Dans « L’histoire confisquée de la destruction des Juifs d’Europe » paru aux PUF, Georges Bensoussan analyse la façon dont est utilisée la mémoire de la Shoah, à tort et à travers, et la façon dont elle empêche d’appréhender le présent comme un événement inédit.
La mémoire de la Shoah n’a pas permis de délégitimer l’antisémitisme. Malgré le travail faramineux entrepris par les institutions privées et publiques depuis 70 ans, pour empêcher que l’Histoire se répète, l’antijudaïsme fait peau neuve. L’institutionnalisation de l’émotion n’a pas réussi à empêcher le retour de l’horreur. Pire, cette tragédie est utilisée comme une vulgaire arme politique, comme le démontre Georges Bensoussan dans son nouvel ouvrage : « L’histoire confisquée de la destruction des Juifs d’Europe, usages d’une tragédie » (PUF).

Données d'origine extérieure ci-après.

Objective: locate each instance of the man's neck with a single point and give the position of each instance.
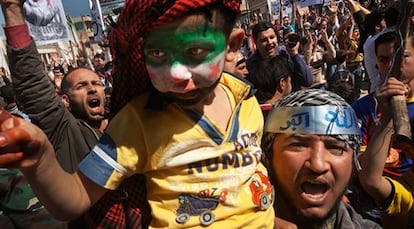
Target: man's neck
(285, 210)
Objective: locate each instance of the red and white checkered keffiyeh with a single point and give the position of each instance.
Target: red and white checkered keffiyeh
(137, 18)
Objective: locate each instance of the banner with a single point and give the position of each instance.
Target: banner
(46, 20)
(286, 6)
(97, 21)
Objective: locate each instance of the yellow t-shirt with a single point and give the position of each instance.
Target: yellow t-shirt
(196, 173)
(402, 202)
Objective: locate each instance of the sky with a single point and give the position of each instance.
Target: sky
(73, 7)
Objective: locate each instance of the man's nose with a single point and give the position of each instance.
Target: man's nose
(317, 161)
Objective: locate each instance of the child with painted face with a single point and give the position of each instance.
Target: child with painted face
(195, 135)
(311, 140)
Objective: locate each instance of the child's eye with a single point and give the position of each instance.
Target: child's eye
(197, 51)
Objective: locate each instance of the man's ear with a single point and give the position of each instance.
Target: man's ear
(233, 45)
(65, 100)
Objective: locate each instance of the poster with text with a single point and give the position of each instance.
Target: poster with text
(46, 20)
(97, 21)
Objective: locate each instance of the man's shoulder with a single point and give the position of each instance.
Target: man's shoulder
(347, 217)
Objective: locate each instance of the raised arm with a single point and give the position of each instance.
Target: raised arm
(373, 159)
(24, 146)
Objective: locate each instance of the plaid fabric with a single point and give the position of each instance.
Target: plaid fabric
(126, 207)
(137, 18)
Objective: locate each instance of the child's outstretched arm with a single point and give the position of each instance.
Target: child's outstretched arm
(24, 146)
(373, 159)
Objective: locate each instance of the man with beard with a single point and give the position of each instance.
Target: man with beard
(311, 139)
(264, 36)
(194, 133)
(73, 122)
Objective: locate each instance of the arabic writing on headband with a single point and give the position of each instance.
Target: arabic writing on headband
(302, 120)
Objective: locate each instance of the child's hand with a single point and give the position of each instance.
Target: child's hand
(392, 87)
(22, 144)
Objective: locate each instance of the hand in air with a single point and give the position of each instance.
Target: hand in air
(22, 144)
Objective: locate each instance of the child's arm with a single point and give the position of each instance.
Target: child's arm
(373, 159)
(24, 146)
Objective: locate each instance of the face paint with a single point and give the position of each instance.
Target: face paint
(192, 60)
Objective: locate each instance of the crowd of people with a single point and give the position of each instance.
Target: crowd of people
(198, 120)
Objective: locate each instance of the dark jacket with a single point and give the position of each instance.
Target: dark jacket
(72, 138)
(302, 76)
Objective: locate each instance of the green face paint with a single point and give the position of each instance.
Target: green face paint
(188, 45)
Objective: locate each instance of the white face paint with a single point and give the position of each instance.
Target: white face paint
(180, 78)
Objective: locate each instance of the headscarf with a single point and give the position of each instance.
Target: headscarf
(127, 38)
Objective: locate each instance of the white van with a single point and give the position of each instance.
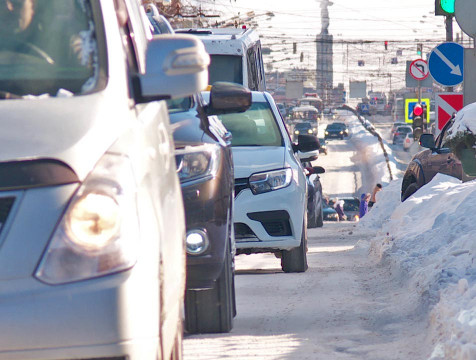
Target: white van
(235, 56)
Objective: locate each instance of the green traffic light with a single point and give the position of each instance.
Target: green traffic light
(448, 6)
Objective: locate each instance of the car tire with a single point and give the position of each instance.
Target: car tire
(212, 311)
(409, 191)
(295, 260)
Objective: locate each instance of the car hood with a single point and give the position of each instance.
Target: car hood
(75, 130)
(249, 160)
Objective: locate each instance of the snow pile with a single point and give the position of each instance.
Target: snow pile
(430, 240)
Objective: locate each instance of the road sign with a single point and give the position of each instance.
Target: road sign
(419, 69)
(410, 104)
(446, 64)
(364, 108)
(446, 105)
(465, 12)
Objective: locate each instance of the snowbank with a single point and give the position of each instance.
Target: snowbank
(430, 240)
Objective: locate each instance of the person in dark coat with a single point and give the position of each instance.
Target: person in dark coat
(364, 205)
(339, 208)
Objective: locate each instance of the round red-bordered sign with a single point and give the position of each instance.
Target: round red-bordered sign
(419, 69)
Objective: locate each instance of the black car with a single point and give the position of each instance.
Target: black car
(336, 131)
(304, 128)
(205, 168)
(329, 213)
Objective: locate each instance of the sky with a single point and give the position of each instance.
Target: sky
(403, 23)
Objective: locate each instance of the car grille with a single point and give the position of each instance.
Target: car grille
(240, 185)
(6, 204)
(243, 231)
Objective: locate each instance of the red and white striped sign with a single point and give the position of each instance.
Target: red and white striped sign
(446, 105)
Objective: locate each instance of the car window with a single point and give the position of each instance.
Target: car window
(225, 68)
(57, 50)
(180, 105)
(351, 205)
(255, 127)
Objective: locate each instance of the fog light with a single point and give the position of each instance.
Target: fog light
(197, 242)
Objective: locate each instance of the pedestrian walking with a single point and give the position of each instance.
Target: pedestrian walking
(339, 208)
(373, 197)
(364, 205)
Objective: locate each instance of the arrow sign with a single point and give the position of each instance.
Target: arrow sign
(454, 69)
(446, 63)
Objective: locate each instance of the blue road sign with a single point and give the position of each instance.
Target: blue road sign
(446, 64)
(364, 108)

Dans cet essai, l’historien déplore les différentes instrumentalisations qui sont faîtes de l’Evènement, fidèlement à ce qu’en avait dit Pierre Nora : « l’Etat fait du travail historique, un acte politique ». Comme la Troisième République a exploité la Révolution française, le nouveau monde érige ce massacre en événement culturel et historique (dans les arts, l’Histoire, le cinéma etc.), ce qui paradoxalement la dénature, l’édulcore, la rend supportable. Cette surabondance de commémorations pourrait laisser croire que l’Europe a pris la pleine mesure de la catastrophe, mais pour l’auteur, cela a permis de mieux la nier.
Cette obsession mémorielle est également utilisée par d’autres communautés pour dénoncer la concurrence victimaire. A présent, en plus d’être accusé d’être un peuple de milliardaires, propriétaire puissants des médias, en train de conspirer en permanence, les Juifs sont pointés du doigt pour s’octroyer le monopole de la souffrance et de l’empathie. « Le culte mémoriel de la Shoah fait ainsi converger concurrence sociale et concurrence mémorielle pour nourrir de concert un puissant ressentiment antijuif », explique M. Bensoussan. Voilà tout le paradoxe de l’entreprise : faire de la Shoah une religion civile s’est retournée contre elle-même, au point de devenir un nouveau facteur d’antisémitisme, un nouvel argument de violence contre les juifs.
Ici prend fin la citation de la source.